Department of Psychological Sciences, Purdue University, 703 Third Street, West Lafayette, IN 47906, USA.
Psychon Bull Rev. 2012 Dec;19(6):975-91. doi: 10.3758/s13423-012-0322-y.
Replication of empirical findings plays a fundamental role in science. Among experimental psychologists, successful replication enhances belief in a finding, while a failure to replicate is often interpreted to mean that one of the experiments is flawed. This view is wrong. Because experimental psychology uses statistics, empirical findings should appear with predictable probabilities. In a misguided effort to demonstrate successful replication of empirical findings and avoid failures to replicate, experimental psychologists sometimes report too many positive results. Rather than strengthen confidence in an effect, too much successful replication actually indicates publication bias, which invalidates entire sets of experimental findings. Researchers cannot judge the validity of a set of biased experiments because the experiment set may consist entirely of type I errors. This article shows how an investigation of the effect sizes from reported experiments can test for publication bias by looking for too much successful replication. Simulated experiments demonstrate that the publication bias test is able to discriminate biased experiment sets from unbiased experiment sets, but it is conservative about reporting bias. The test is then applied to several studies of prominent phenomena that highlight how publication bias contaminates some findings in experimental psychology. Additional simulated experiments demonstrate that using Bayesian methods of data analysis can reduce (and in some cases, eliminate) the occurrence of publication bias. Such methods should be part of a systematic process to remove publication bias from experimental psychology and reinstate the important role of replication as a final arbiter of scientific findings.

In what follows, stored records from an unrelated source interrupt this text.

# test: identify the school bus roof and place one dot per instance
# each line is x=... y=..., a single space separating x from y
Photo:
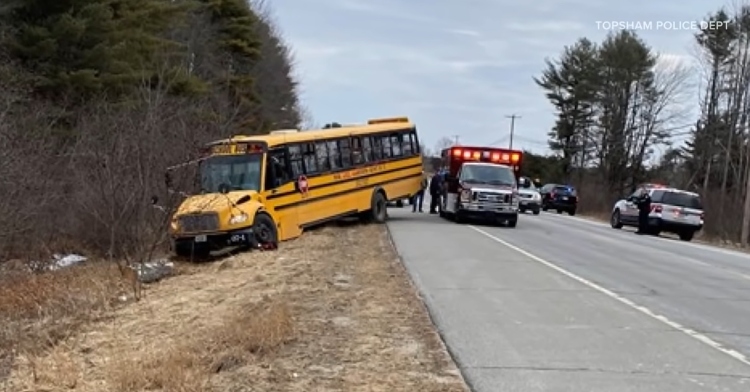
x=302 y=136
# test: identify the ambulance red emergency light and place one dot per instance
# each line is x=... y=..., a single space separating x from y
x=481 y=182
x=455 y=156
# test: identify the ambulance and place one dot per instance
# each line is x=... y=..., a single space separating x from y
x=481 y=183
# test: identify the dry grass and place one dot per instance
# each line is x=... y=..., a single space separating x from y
x=39 y=310
x=331 y=311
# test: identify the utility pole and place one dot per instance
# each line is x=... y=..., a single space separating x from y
x=512 y=118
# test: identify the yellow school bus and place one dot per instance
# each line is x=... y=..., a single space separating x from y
x=263 y=189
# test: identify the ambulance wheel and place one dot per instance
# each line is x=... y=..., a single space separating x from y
x=378 y=207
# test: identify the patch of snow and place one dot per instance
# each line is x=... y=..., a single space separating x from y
x=58 y=262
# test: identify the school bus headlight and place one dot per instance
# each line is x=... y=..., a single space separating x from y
x=237 y=219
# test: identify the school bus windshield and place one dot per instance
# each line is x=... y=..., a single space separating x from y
x=233 y=172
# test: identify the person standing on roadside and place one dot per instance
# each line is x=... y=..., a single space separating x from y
x=436 y=190
x=419 y=197
x=644 y=209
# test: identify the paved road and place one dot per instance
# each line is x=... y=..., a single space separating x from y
x=564 y=304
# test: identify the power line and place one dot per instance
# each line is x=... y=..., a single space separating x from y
x=512 y=118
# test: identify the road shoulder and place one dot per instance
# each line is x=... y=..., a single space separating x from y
x=333 y=310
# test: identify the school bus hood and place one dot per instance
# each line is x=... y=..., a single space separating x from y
x=214 y=202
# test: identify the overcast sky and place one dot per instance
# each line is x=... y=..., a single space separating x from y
x=458 y=67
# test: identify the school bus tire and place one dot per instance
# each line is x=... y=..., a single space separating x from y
x=379 y=207
x=265 y=229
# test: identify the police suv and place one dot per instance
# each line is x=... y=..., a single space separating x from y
x=481 y=183
x=672 y=211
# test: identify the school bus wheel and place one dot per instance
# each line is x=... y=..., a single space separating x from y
x=379 y=207
x=264 y=229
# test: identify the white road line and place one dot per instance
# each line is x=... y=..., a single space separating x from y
x=693 y=334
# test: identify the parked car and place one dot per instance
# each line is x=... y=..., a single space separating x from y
x=562 y=198
x=672 y=210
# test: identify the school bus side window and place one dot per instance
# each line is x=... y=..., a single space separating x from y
x=333 y=155
x=415 y=142
x=396 y=140
x=311 y=160
x=346 y=153
x=369 y=151
x=277 y=171
x=296 y=161
x=408 y=147
x=321 y=153
x=358 y=153
x=386 y=140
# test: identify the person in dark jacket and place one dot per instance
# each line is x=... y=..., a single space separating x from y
x=417 y=200
x=644 y=209
x=436 y=191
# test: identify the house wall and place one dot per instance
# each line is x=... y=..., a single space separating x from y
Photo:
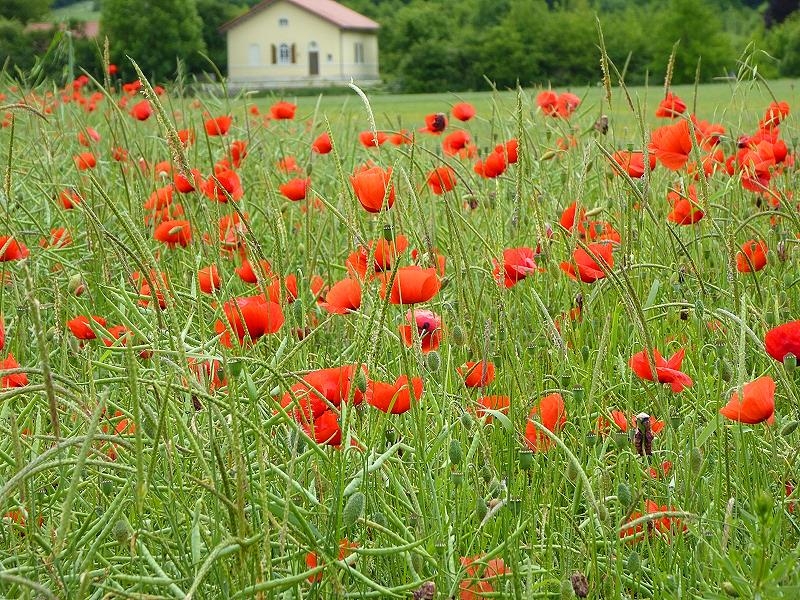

实证发现的复制在科学中起着基础性的作用。在实验心理学家中,成功的复制增强了对发现的信任,而未能复制的结果通常被解释为其中一个实验存在缺陷。这种观点是错误的。由于实验心理学使用统计学,实证发现应该以可预测的概率出现。由于错误地试图证明实证发现的成功复制并避免未能复制,实验心理学家有时会报告过多的积极结果。太多的成功复制实际上表明存在发表偏倚,这会使整个实验结果无效,而不是增强对效应的信心。研究人员无法判断一组有偏实验的有效性,因为实验集可能完全由一类错误组成。本文通过研究报告实验的效应大小,展示了如何通过寻找过多的成功复制来检验发表偏倚。模拟实验表明,发表偏倚检验能够区分有偏实验集和无偏实验集,但它在报告偏倚方面比较保守。然后,该检验被应用于几个突出现象的研究中,这些研究突出了发表偏倚如何污染实验心理学中的一些发现。其他模拟实验表明,使用贝叶斯数据分析方法可以减少(在某些情况下,可以消除)发表偏倚的发生。这些方法应该成为一个系统的过程的一部分,以消除实验心理学中的发表偏倚,并恢复复制作为科学发现的最终裁决者的重要作用。